UNITED STATES DISTRICT COURT SOUTHERN DISTRICT OF NEW YORK
June 22, 1954
REINFELD et al.
The opinion of the court was delivered by: MURPHY
These are motions by defendants under Rules 50(a) and 50(b), Fed.Rules Civ. Proc., 28 U.S.C.A., (1) to dismiss the complaint and supplemental complaint and for a directed verdict at the close of plaintiff's case, (2) for a directed verdict at the close of all of the evidence, and (3) after verdict by the jury for plaintiff, to set aside that verdict and enter judgment on one directed for defendants. Judgment having been reserved on the first two sets of motions, all three are considered in this opinion.
Plaintiff sued to recover $ 22,000,000 in damages resulting from a single conspiracy among defendants affecting a partnership of which plaintiff was a member and a corporation in which he had an interest. In a supplemental complaint, plaintiff sought $ 500,000 more on account of, among other things, his conviction for attempted income tax fraud and evasion which plaintiff claimed was procured, as part of the same conspiracy, by perjured testimony given and procured by defendants and influence improperly exercised by them over certain federal employees.
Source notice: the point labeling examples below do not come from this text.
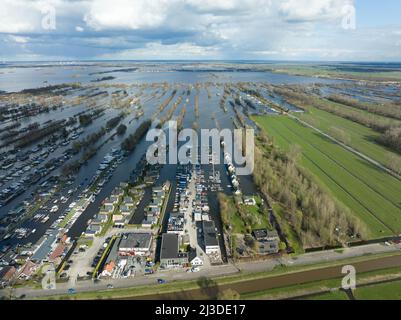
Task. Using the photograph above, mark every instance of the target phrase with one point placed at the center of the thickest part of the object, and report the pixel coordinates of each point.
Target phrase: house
(101, 218)
(45, 248)
(111, 201)
(117, 192)
(117, 217)
(58, 252)
(124, 185)
(119, 223)
(250, 201)
(27, 270)
(126, 210)
(135, 244)
(170, 256)
(158, 192)
(127, 201)
(108, 208)
(93, 230)
(8, 258)
(210, 237)
(264, 234)
(6, 274)
(194, 259)
(157, 201)
(108, 269)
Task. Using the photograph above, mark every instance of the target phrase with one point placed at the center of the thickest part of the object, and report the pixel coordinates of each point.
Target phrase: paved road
(224, 270)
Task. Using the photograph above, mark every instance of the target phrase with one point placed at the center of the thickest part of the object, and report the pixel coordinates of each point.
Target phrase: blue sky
(201, 29)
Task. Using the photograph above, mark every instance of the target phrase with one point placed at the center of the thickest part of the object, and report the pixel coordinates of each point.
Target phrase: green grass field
(371, 194)
(385, 291)
(311, 71)
(361, 137)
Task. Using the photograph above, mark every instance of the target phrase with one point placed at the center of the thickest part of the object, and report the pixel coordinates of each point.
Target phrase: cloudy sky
(365, 30)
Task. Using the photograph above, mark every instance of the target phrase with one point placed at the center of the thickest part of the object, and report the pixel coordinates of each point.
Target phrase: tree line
(316, 218)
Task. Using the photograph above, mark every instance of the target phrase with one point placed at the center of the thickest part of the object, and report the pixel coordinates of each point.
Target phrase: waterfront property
(171, 256)
(135, 244)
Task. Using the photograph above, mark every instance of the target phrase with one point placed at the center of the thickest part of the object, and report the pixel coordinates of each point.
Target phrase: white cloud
(157, 50)
(126, 14)
(173, 29)
(18, 39)
(313, 10)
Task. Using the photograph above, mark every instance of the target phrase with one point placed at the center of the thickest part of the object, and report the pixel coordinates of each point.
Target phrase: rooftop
(169, 248)
(135, 240)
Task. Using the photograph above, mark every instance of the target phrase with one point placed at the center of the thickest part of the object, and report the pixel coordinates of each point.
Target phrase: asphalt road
(229, 269)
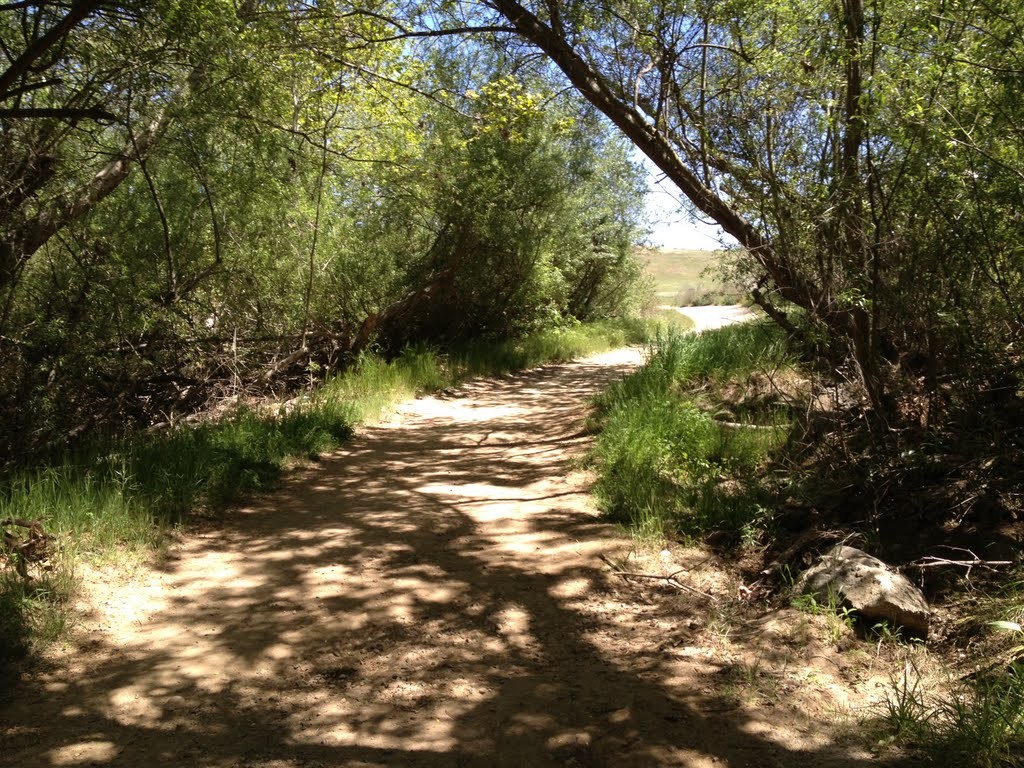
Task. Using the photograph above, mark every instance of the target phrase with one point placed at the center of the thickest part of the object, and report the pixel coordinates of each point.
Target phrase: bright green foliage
(866, 154)
(294, 192)
(665, 464)
(122, 498)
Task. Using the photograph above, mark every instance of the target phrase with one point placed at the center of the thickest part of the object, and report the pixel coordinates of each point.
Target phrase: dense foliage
(196, 198)
(867, 155)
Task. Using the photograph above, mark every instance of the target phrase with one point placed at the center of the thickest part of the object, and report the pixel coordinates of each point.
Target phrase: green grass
(118, 501)
(688, 278)
(976, 724)
(666, 466)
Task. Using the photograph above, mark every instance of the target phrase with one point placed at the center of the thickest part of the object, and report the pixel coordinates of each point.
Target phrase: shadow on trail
(429, 597)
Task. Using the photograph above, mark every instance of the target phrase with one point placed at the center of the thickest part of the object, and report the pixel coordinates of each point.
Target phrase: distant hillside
(687, 278)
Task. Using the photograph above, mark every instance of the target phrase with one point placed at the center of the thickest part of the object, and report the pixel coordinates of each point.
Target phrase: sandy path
(430, 596)
(715, 315)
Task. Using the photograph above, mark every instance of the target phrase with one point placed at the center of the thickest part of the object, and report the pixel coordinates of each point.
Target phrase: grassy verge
(977, 720)
(119, 501)
(666, 464)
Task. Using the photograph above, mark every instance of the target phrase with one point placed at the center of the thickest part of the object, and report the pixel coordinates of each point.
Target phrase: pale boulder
(869, 587)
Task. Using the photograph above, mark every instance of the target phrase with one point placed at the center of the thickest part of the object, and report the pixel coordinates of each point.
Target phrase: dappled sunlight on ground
(430, 596)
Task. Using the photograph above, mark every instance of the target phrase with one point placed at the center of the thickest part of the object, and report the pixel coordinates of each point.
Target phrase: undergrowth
(666, 465)
(119, 500)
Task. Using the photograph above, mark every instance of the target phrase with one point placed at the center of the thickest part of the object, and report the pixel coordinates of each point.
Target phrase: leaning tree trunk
(849, 323)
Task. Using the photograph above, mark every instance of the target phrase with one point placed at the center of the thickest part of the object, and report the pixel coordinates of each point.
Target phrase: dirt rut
(431, 596)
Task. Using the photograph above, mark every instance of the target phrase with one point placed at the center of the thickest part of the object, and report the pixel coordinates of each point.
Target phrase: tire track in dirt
(430, 596)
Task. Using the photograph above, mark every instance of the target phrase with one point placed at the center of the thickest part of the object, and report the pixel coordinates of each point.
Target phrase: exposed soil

On motion by defendants during plaintiff's case, this count in the supplemental complaint was dismissed and no evidence supporting it was received on the ground that this court was collaterally estopped in this civil cause by the judgments of federal courts on this issue in the criminal action.
Defendants denied these claims generally and pleaded as affirmative defenses a general release and the statute of limitations.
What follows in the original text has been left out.